Topic
  • 4 replies
  • Latest Post - ‏2013-09-20T11:56:42Z by Moonlit Waters
Moonlit Waters
Moonlit Waters
3 Posts

Pinned topic Per-chip CPU power and temp?

‏2013-09-17T20:06:01Z |

One of the things we're doing with our 9125-F2C hardware is performing a variety of benchmarking experiments.  One measurement needed for at least one of the benchmarks is per-chip power and temperature monitoring for each physical CPU.

Imagine partitioning a 9125-F2C CEC into 32 LPARs, one per physical POWER7 chip in the drawer.  Right now we can get temperature and power statistics using a variety of mechanisms, including the xCAT rvitals and renergy commands, but these are granular only down to the octant, i.e. the QCM (quad-chip module) level, i.e. to a collection of 4 POWER7 chips.  So if we had four LPARs running on one QCM, we'd only be able to measure environmental data for the aggregation of the LPARs, not for each LPAR.

So -- what we need is a mechanism to measure current temperature, voltage, and power (in watts) per physical POWER7 CPU (per core would be even better).  Does such a mechanism exist?  If so, how can we leverage it from RHEL 6.2 (EMS or in-CEC LPAR)?

  • Bill_Buros
    Bill_Buros
    182 Posts
    ACCEPTED ANSWER

    Re: Per-chip CPU power and temp?

    ‏2013-09-18T21:27:44Z  

    and the answer ...

    The "rvitals" xCAT command provides a full set of Power/Thermal monitoring information for the entire rack.  There is no possible way to measure power per processor chip, which is the minimum 8-core LPAR size on a Power775, because a single voltage level powers all 4 processor chips in an Octant.  As for temperature of the 4 processor chips of an Octant, they will all be "close to the same" regardless of activity per chip because they are on a common module

  • Bill_Buros
    Bill_Buros
    182 Posts

    Re: Per-chip CPU power and temp?

    ‏2013-09-18T11:44:38Z  

    I don't think measuring at that granularity is possible, but am working to confirm that with the engineers.

  • Moonlit Waters
    Moonlit Waters
    3 Posts

    Re: Per-chip CPU power and temp?

    ‏2013-09-18T11:54:17Z  

    I don't think measuring at that granularity is possible, but am working to confirm that with the engineers.

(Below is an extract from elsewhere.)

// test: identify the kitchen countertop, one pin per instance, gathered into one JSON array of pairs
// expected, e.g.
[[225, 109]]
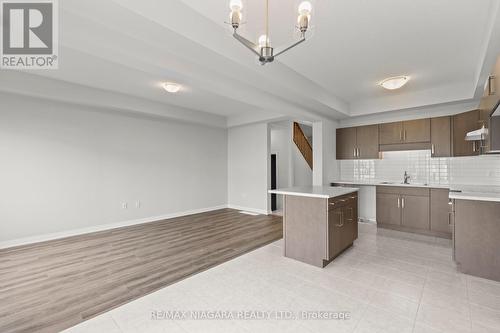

    Thanks -- looking forward to hearing what they have to say.

  • Bill_Buros
    Bill_Buros
    182 Posts

    Re: Per-chip CPU power and temp?

    ‏2013-09-18T21:27:44Z  

    and the answer ...

    The "rvitals" xCAT command provides a full set of Power/Thermal monitoring information for the entire rack.  There is no possible way to measure power per processor chip, which is the minimum 8-core LPAR size on a Power775, because a single voltage level powers all 4 processor chips in an Octant.  As for temperature of the 4 processor chips of an Octant, they will all be "close to the same" regardless of activity per chip because they are on a common module

  • Moonlit Waters
    Moonlit Waters
    3 Posts

    Re: Per-chip CPU power and temp?

    ‏2013-09-20T11:56:42Z  

    and the answer ...

    The "rvitals" xCAT command provides a full set of Power/Thermal monitoring information for the entire rack.  There is no possible way to measure power per processor chip, which is the minimum 8-core LPAR size on a Power775, because a single voltage level powers all 4 processor chips in an Octant.  As for temperature of the 4 processor chips of an Octant, they will all be "close to the same" regardless of activity per chip because they are on a common module

    Thanks for the quick turnaround.  This is consistent with everything we've seen, but it's good to have confirmation from engineers closer to the design that per-QCM monitoring is the best we can do.